Documents. Facts. Comments

French statesman Alexis de Tocqueville ondifferences development in Russia and Sela (1835 р. )

"... Two great nations of the world, which, Having started from different points seems to be moving toward the same goal.American reboron natural obstacles, and a Russian man caught inpaws. The first leads fight against savagery and barbarism, and the second all possiblemeans of fighting against civilization. Conquest of America by Plowshares, Russiagaining the sword.

The first achieves its goal,relying on personal interest and givesfree space for the uncontrolled use of force and common senseindividuals. Second purposefully concentered all power in societyhands of one person.

The first freedom is one ofprimary operating conditions, the second rule of slavery.
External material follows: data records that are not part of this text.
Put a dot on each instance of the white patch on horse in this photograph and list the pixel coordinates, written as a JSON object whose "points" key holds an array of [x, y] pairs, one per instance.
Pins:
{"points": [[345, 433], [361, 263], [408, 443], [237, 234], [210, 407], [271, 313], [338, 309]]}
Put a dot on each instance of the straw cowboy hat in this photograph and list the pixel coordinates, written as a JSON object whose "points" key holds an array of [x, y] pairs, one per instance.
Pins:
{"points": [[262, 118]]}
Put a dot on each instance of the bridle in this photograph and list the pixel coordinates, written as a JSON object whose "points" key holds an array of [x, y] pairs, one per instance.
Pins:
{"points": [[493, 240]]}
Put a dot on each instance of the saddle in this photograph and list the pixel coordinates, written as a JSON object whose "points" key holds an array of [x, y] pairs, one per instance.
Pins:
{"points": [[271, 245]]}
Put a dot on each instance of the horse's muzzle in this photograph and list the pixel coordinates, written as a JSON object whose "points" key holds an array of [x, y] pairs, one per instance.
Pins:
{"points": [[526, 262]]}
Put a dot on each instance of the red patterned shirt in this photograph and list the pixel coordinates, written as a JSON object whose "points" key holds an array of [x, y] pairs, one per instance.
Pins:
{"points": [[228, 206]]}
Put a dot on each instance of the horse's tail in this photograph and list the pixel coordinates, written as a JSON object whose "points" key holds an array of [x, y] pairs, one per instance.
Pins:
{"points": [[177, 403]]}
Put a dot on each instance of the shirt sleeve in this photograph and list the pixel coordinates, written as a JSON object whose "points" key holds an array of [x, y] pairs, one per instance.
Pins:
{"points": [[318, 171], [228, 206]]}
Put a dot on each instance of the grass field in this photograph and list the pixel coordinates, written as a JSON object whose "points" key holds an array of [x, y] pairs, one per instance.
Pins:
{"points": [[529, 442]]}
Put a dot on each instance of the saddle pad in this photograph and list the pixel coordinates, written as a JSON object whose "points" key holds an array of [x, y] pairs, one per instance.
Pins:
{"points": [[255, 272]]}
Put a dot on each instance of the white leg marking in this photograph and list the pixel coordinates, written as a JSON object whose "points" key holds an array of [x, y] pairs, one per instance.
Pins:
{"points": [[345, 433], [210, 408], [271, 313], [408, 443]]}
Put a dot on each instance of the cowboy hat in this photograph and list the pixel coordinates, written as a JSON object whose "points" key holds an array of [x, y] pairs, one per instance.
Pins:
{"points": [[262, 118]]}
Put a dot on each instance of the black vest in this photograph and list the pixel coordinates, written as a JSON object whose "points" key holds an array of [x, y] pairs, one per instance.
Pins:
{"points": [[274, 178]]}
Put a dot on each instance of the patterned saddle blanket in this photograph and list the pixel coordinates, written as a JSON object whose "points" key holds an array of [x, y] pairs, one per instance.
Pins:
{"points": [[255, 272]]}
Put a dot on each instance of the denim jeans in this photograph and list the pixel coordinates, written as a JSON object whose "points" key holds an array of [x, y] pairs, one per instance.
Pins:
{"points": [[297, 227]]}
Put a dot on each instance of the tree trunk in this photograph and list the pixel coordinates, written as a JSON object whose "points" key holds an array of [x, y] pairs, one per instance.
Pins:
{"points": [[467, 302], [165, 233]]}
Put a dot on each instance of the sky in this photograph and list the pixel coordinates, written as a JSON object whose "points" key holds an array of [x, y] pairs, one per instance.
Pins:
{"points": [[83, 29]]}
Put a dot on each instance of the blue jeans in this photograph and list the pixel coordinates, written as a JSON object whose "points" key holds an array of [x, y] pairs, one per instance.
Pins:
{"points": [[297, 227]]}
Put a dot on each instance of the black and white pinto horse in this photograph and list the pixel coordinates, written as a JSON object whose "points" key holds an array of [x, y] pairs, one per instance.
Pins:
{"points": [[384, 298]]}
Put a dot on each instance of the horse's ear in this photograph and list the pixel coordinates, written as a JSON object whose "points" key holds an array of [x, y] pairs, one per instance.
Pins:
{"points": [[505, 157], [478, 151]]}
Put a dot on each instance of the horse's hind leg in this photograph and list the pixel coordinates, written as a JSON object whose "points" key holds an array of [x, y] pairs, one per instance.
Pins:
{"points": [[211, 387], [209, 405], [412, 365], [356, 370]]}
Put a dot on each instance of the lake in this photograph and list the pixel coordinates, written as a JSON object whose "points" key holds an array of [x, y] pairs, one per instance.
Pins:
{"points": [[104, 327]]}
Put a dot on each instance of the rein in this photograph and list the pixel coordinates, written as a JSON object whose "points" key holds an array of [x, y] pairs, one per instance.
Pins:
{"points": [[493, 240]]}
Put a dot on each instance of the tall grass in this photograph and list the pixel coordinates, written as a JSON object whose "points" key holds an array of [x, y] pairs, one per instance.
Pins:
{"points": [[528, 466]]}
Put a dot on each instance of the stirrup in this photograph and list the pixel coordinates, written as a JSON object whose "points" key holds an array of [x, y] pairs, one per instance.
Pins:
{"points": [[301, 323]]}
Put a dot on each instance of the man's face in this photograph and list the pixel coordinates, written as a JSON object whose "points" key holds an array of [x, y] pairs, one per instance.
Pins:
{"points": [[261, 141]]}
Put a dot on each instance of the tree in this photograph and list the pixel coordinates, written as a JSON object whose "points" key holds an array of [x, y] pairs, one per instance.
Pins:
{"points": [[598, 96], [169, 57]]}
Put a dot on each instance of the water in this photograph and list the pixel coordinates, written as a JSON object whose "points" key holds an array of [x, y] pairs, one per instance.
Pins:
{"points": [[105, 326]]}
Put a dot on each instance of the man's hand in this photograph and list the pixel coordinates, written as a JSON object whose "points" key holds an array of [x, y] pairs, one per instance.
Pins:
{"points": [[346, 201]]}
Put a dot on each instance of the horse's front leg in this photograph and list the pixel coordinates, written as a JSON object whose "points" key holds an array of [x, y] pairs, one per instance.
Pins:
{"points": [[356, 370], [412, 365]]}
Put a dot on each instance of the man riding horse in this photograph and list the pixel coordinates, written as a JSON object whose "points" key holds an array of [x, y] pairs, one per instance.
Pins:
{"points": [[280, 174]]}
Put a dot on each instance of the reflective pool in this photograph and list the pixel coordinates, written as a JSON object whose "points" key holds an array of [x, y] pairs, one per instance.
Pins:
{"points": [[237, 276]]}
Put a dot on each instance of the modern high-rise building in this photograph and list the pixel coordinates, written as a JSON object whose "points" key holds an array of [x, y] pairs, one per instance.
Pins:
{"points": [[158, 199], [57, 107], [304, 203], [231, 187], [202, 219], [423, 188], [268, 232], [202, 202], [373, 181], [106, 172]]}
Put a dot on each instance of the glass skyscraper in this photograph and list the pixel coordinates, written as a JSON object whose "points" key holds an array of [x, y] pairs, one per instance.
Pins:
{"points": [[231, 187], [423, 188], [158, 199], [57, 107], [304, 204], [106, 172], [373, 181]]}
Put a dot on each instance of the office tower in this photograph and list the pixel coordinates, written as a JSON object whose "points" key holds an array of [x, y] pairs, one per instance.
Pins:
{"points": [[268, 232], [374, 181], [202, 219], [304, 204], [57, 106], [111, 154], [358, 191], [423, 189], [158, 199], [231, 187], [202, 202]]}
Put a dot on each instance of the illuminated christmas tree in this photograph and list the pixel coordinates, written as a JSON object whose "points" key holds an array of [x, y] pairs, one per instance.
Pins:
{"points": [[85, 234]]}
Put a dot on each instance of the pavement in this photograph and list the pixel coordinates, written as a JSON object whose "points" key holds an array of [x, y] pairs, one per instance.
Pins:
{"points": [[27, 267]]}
They beginits motion from different points and will go different ways, however, seems that some secret providence condemning oneday, each is designed to hold in their hands the fate of half the world ..."

Consider:

What was different ways of developing Russiaand the U.S.?

Questions and Tasks

 

1. What distinguished the population of the Russian Empire from the leadingEuropean countries?

2. What was the internal political situation in the first half of the empirecentury?

3. Give facts that indicate that in the middle XIX cm. Russia remained absolutist empire.

4. What was characteristic of the imperial policy?

5. Describe the movement of the Decembrists.

6. What ideological trends emerged in Russia in the 30's 40's pp. ? The more different views of their supporters?

7. Compare the economic development of Russia and leading European countries infirst half XIX cm.

Note the date!

End XVIII - 1870        - Doba"Risordzhymento in history Italian.

1820                                  - Neapolitan Revolution and Sardinian Kingdom.

December 14, 1825            - PetersburgDecembrist uprising in the Russian Empire.

1830                                  - The July Revolution in France.

1831r.                                   - Creation of "Young Italy".

1832 р.                                  - The first parliamentary reform England.

1834r.                                   - Creation"Young Germany".